Pada 17 Juli, KPK menahan empat tersangka yang merupakan pejabat eselon I dan II yaitu Direktur Jenderal Pembinaan Penempatan Tenaga Kerja dan Perluasan Kesempatan Kerja (Binapenta dan PKK) periode 2020-2023 Kemnaker, Suhartono; Direktur Pengendalian Penggunaan Tenaga Kerja Asing periode 2019-2024, Haryanto, yang kemudian menjabat Direktur Binapenta dan PKK periode 2024-2025; Direktur PPTKA Kemnaker periode 2017-2019, Wisnu Pramono; serta Direktur PPTKA Kemnaker periode 2024-2025, Devi Angraeni.
Kemudian, pada 24 Juli, KPK menahan empat tersangka yang merupakan pelaksana di tingkat bawah yaitu Koordinator Analisis dan Pengendalian Penggunaan Tenaga Kerja Asing (PPTKA), Gatot Widiartono; Petugas Saluran Siaga RPTKA periode 2019-2024 dan verifikatur pengesahan RPTKA di Direktorat PPTKA Kemnaker periode 2024-2025, Putri Citra Wahyoe; Analisis Tata Usaha Direktorat PPTKA periode 2019-2024 dan Pengantar Kerja Ahli Pertama Direktorat PPTKA Kemnaker periode 2024-2025, Jamal Shodiqin; serta Pengantar Kerja Ahli Muda Kemnaker periode 2018-2025, Alfa Eshad.
Pelaksana Harian Direktur Penyidikan KPK Budi Sukmo Wibowo mengatakan sebelumnya bahwa delapan tersangka itu memanfaatkan celah dalam proses verifikasi dokumen TKA. Mereka bersekongkol melakukan pemerasan dalam jabatan terhadap para tenaga kerja asing, yang mengurus izin RPTKA di Ditjen Binapenta dan PKK Kemnaker.
Secara umum, menurut dia, para tenaga kerja asing yang akan mengurus izin mengajukan permohonan secara daring lewat perusahaan agen. Pihak Kemnaker kemudian akan memverifikasi kelengkapan berkas permohonan tersebut.
Jika ada berkas yang kurang, kata Budi Sukmo, seharusnya petugas memberitahukan kepada agen untuk memperbaikinya dalam waktu lima hari. Di sinilah kemudian pemerasan tersebut terjadi. Petugas mengalihkan proses verifikasi berkas dari jalur formal ke informal.
Mereka, kata Budi Sukmo, menghubungi para agen itu melalui aplikasi perpesanan WhatsApp, bukan melalui sistem daring yang telah tersedia. Cara ini, dengan meminta sejumlah uang dengan dalih mempercepat atau memuluskan permohonan.
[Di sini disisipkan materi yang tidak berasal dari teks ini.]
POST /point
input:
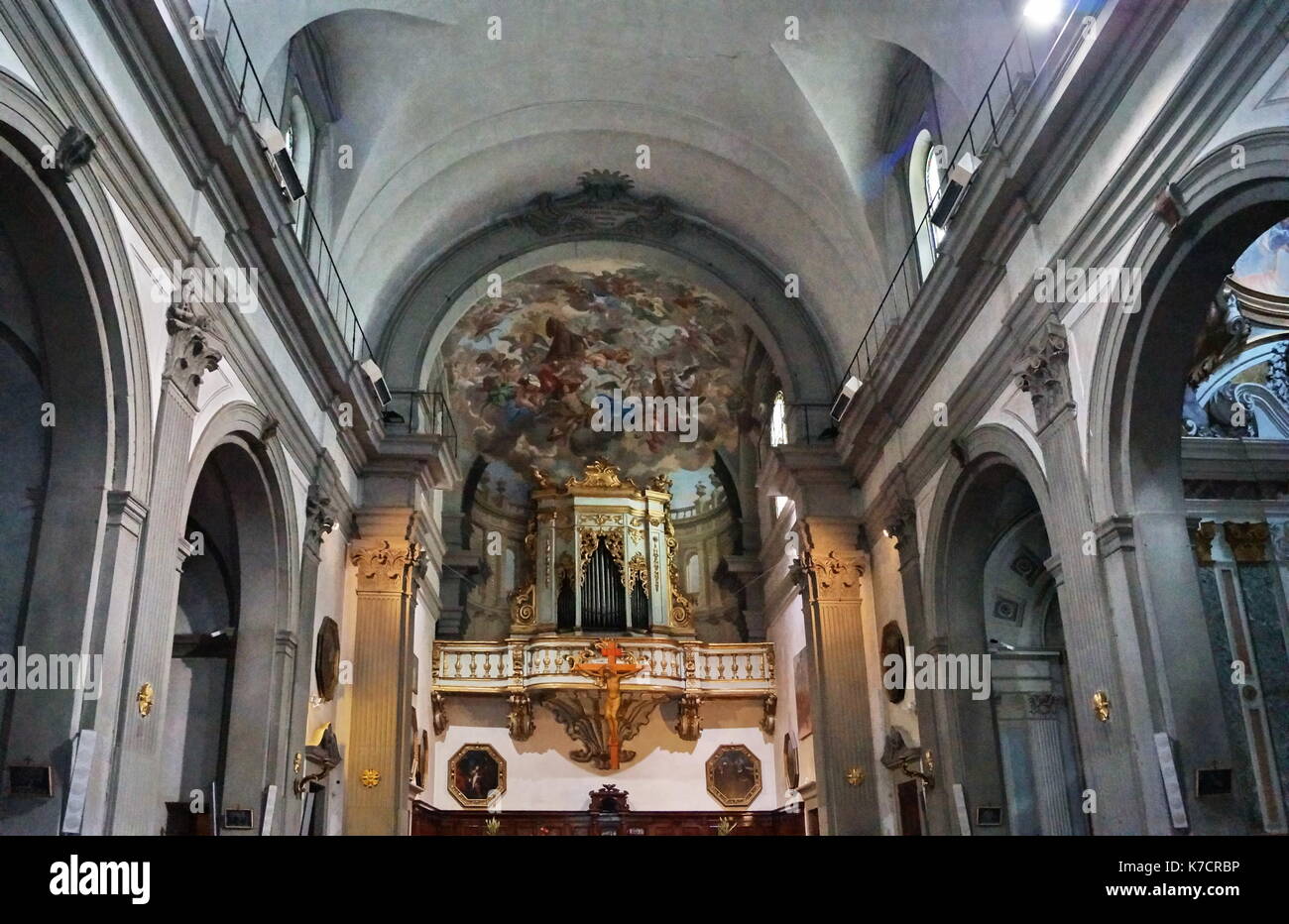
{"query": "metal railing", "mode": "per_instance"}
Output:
(994, 116)
(420, 413)
(244, 81)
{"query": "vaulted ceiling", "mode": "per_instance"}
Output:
(769, 140)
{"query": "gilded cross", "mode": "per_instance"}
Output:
(610, 674)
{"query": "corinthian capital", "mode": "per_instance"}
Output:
(830, 576)
(382, 566)
(1044, 372)
(192, 348)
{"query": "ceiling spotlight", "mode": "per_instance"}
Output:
(1042, 12)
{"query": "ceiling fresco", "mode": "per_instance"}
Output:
(528, 370)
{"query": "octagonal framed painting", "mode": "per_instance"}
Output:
(473, 772)
(734, 776)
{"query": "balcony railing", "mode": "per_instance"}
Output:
(223, 34)
(989, 124)
(420, 413)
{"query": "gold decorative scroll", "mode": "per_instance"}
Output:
(523, 605)
(682, 607)
(601, 474)
(639, 571)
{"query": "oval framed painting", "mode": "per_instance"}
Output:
(473, 772)
(734, 776)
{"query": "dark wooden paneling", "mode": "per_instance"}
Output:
(430, 822)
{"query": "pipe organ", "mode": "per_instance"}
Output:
(602, 632)
(602, 557)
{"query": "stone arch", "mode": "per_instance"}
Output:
(266, 576)
(993, 464)
(1225, 209)
(1134, 442)
(94, 373)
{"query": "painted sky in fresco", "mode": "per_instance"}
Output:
(525, 368)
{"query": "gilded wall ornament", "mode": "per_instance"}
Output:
(1101, 705)
(768, 710)
(524, 606)
(438, 712)
(583, 719)
(688, 721)
(143, 699)
(520, 721)
(1203, 536)
(1248, 541)
(600, 473)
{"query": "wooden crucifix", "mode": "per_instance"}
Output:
(609, 674)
Agen yang memberikan uang kemudian akan mendapat pemberitahuan untuk melengkapi berkas tersebut. Sedangkan bagi para agen yang tidak memberikan uang, akan terhambat permohonan izinnya.
Budi Sukmo mengatakan petugas tidak memberi tahu apa kekurangan berkasnya, tak memproses berkas tersebut, atau mengulur-ulur waktu penyelesaiannya sehingga tenaga kerja asing mendapat denda. Adapun denda yang harus ditanggung pemohon cukup besar, yakni Rp 1 juta per hari.
“Para agen tadi mau tidak mau harus memberikan uang. Kalau tidak, ya, mereka akan mendapat denda lebih besar daripada uang yang harus dikeluarkan,” kata Budi Sukmo di gedung Merah Putih KPK, Jakarta Selatan, pada Kamis, 5 Juni 2025. (Tempo.co)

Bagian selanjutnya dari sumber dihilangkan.